Das kommt jetzt darauf an, was mit Kreativität gemeint ist. Wenn es darum geht, vorsätzlich die Investoren in die Irre zu führen, so geht das nach jedem Regelwerk. Hier liegt das Problem nicht in den Standards, sondern es sitzt davor. Das kann man bestens an den vermeintlich so strengen US-GAAP beobachten, wo es regelmässig Missbräuche gibt. Worin sich die Standards allerdings unterscheiden, ist der Anspruch, ob jede Detailfrage im Vorhinein abschliessend zu regeln ist.

Und wie ist dies bei Swiss GAAP FER?

Hier folgen die Swiss GAAP FER konsequent einem prinzipienbasierten Ansatz. Dieser sieht vor, die grundsätzlichen Gefässe und Leitplanken bereit zu stellen, innerhalb derer man sich zu bewegen hat. Die konkrete Umsetzung auf den Einzelfall erfordert dann gewisse Ermessensentscheidungen. Dabei muss aber natürlich dem Anspruch des True and Fair View – also einer neutralen Darstellung der wirtschaftlichen Lage – Rechnung getragen werden. Hier liegt die Verantwortung dann beim Einzelnen, wie in vielen anderen Lebensbereichen auch.

Wie gross sind die Unterschiede zwischen den Swiss-GAAP-FER-Regeln für börsenkotierte und jenen für nicht börsenkotierte Unternehmen?

Das ist ganz klar: Börsenkotierte Unternehmen haben zusätzlich zu den übrigen Standards noch FER 31 zu berücksichtigen, der die wichtigsten Besonderheiten einer breit gestreuten Anteilseignerschaft adressiert: Segmentberichterstattung, aktienorientierte Vergütungen, Ergebnis je Aktie, Zwischenberichte und einige weitere Themen.

Wie schätzen Sie den Reformbedarf in der Rechnungslegung ein?
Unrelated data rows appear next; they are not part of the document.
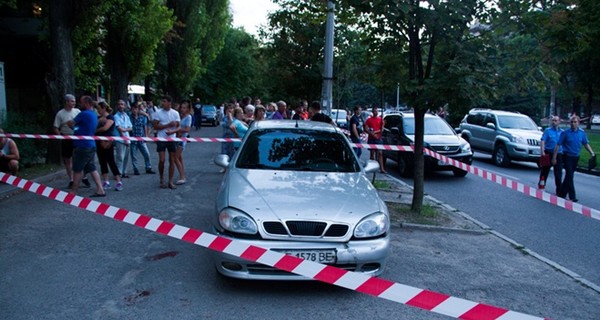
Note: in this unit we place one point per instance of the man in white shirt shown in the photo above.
(124, 126)
(166, 122)
(63, 123)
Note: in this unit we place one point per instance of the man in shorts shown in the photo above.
(63, 123)
(85, 124)
(374, 127)
(166, 122)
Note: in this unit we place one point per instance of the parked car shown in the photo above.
(340, 117)
(507, 135)
(210, 115)
(438, 136)
(298, 188)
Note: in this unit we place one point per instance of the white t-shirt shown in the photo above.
(62, 117)
(164, 117)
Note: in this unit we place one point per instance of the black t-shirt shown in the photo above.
(321, 118)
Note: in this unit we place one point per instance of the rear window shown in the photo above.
(297, 150)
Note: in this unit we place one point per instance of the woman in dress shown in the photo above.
(185, 112)
(105, 149)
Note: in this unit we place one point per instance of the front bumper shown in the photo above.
(364, 256)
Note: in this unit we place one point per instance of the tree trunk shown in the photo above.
(419, 161)
(61, 80)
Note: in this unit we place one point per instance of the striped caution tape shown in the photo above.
(509, 183)
(415, 297)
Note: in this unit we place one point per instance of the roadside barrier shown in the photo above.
(499, 179)
(393, 291)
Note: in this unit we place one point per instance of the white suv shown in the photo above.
(507, 135)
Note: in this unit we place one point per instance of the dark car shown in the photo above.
(210, 115)
(439, 136)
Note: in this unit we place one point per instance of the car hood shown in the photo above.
(435, 139)
(528, 134)
(285, 195)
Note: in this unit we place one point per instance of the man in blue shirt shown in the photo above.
(548, 143)
(571, 141)
(85, 150)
In den letzten Jahren haben sich praktisch alle Systeme der Rechnungslegung erheblich verändert. Der Umfang der IFRS ist explodiert, die Swiss GAAP FER wurden 2007 neu konzipiert und auf KMU ausgerichtet, und auch die Regelungen im Obligationenrecht wurden neu gefasst. Von daher wäre es schlimm, wenn wir im technischen Bereich jetzt noch grossen Reformbedarf hätten. Man kann es so sagen: die verschiedenen Regelwerke dienen unterschiedlichen Zwecken, aber jedes hat einen hohen Reifegrad erreicht. Für die Zukunft sollten wir uns auf zwei Bereiche fokussieren: erstens die tatsächliche Qualität der Anwendung unserer Regelungen. Denn der beste Standard bringt nichts, wenn die Anwender ihn nicht verstehen, oder nicht mit ihm einverstanden sind.

Und zweitens?

Zweitens  die Erweiterung der Berichterstattung aus der finanziellen Dimension heraus in andere, mindestens ebenso relevante Bereiche, wie es im sogenannten Business Reporting oder der Nachhaltigkeitsberichterstattung zu beobachten ist. Dies sind auf zukünftige Erfolge gerichtete Informationen, die von Interesse sind. Wie bei anderen Entwicklungen auch, werden hierbei aber zunächst die grossen Unternehmen vorangehen, und man wird dann sehen, wie viel davon auch für den Mittelstand sinnvoll ist.

Prof. Dr. Peter Leibfried ist geschäftsführender Direktor des Instituts für Accounting, Controlling und Auditing an der Universität St. Gallen und Inhaber des KPMG-Lehrstuhls für Audit und Accounting. Er hat in Deutschland, den USA und in der Schweiz studiert und verfügt über langjährige praktische Erfahrungen bei einer grossen Revisionsgesellschaft und in einer von ihm gegründeten Unternehmensgruppe. Er ist Autor zahlreicher Veröffentlichungen und in verschiedenen fachbezogenen Verbänden engagiert, unter anderem als Präsident der Fachkommission Swiss GAAP FER.

Das Interview mit Prof. Leibfried entstand im Rahmen des Limmattaler Finanzkongresses (LFK) in Baden AG, wo cash Medienpartner war.